Anggota Komisi IX DPR RI, Surya Utama atau yang lebih dikenal sebagai Uya Kuya, mengungkapkan dua kasus yang dialami oleh mantan dokter PPDS. Kasus pertama menimpa Wildan Ahmad Furqon, seorang mantan dokter PPDS di Bandung yang memilih keluar dari program spesialis ortopedi akibat perlakuan tidak manusiawi yang diterimanya.
Menurut Uya Kuya, Wildan mengalami penyiksaan fisik setiap malam. Ia dipaksa berdiri dengan satu kaki selama berjam-jam, melakukan push-up, berjalan jongkok, merangkak, serta mengangkat kursi lipat. Lebih jauh lagi, Wildan juga diwajibkan membayar tagihan servis mobil senior dan bahkan biaya clubbing.
"Setiap malam harus berdiri dengan satu kaki sampai 3 jam, disuruh push up, jalan jongkok, merangkak, terus dia harus angkat kursi lipat yang ada mejanya selama 1 jam, disuruh bayarin servis mobil senior, disuruh bayarin clubbing," ungkap Uya Kuya dalam rapat tersebut.
Selama tiga semester, Wildan dilaporkan telah mengeluarkan biaya hingga mencapai Rp 500 juta. Bahkan, ia sempat dihukum menginap di rumah sakit dan mengalami pemukulan karena pulang untuk menemani istrinya yang sedang melahirkan. Uya Kuya juga menyoroti kurangnya tindak lanjut dari pihak rumah sakit dan kampus dalam menyelesaikan masalah yang dialami Wildan.
Kasus kedua yang diungkap Uya Kuya melibatkan seorang dokter PPDS Ortopedi dari UGM bernama Marcel. Dokter Marcel mengalami perlakuan serupa, termasuk "parade" setiap malam yang disertai penghakiman fisik seperti push-up, sit-up, pelemparan botol, pemukulan, dan bahkan persekusi di ruangan sempit atas perintah senior.

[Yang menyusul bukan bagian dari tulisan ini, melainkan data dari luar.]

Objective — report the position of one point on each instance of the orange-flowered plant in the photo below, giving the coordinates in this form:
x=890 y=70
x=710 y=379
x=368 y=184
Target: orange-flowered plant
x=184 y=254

Tidak hanya itu, dr. Marcel juga diperintahkan untuk menyiapkan mobil setara Innova bagi para dokter spesialis, lengkap dengan makanan dan segala kebutuhan senior. Akibat tekanan yang berat, dr. Marcel akhirnya memilih untuk mengundurkan diri dari pendidikannya.
Uya Kuya menyayangkan terus berulangnya kasus perundungan di PPDS, terutama di tengah kebutuhan Indonesia akan dokter spesialis. Ia mempertanyakan efektivitas pendidikan yang menelan biaya ratusan juta rupiah namun berakhir sia-sia.
Menteri Kesehatan Budi Gunadi Sadikin mengakui adanya masalah dalam mutu pendidikan PPDS, termasuk mutu keterampilan dan etika. Ia mengakui sulitnya mengakui kekurangan dan masalah etika di lingkungan pembelajaran klinik.
Namun, Budi Gunadi Sadikin menegaskan komitmennya bersama Mendiktisaintek untuk membenahi persoalan PPDS. Ia menyatakan bahwa masalah ini telah lama dibiarkan dan akan diambil tindakan tegas terhadap pelaku perundungan.
"Dulu prosesnya lama bisa ini bisa ini, dan solidaritas kalau anaknya siapa mau ngehukum nggak enak, kalau sekarang itu semua yang terlibat, yang di Garut, yang di Undip, yang di RSHS, semua kita freeze, begitu dia terbukti salah, kita cabut, cabut artinya apa? Dia nggak bisa praktek dokter seumur hidup dia," tegasnya.
Kemenkes akan membekukan Surat Tanda Registrasi (STR) dan izin praktik bagi pelaku perundungan, serta memproses mereka secara hukum. Langkah ini diambil untuk memberikan efek jera dan mencegah kasus serupa terulang kembali. Selain itu, Kemenkes juga akan menata ulang sistem pendidikan dokter spesialis secara keseluruhan, termasuk mengatasi masalah pembayaran iuran yang tidak jelas dan praktik perundungan lainnya.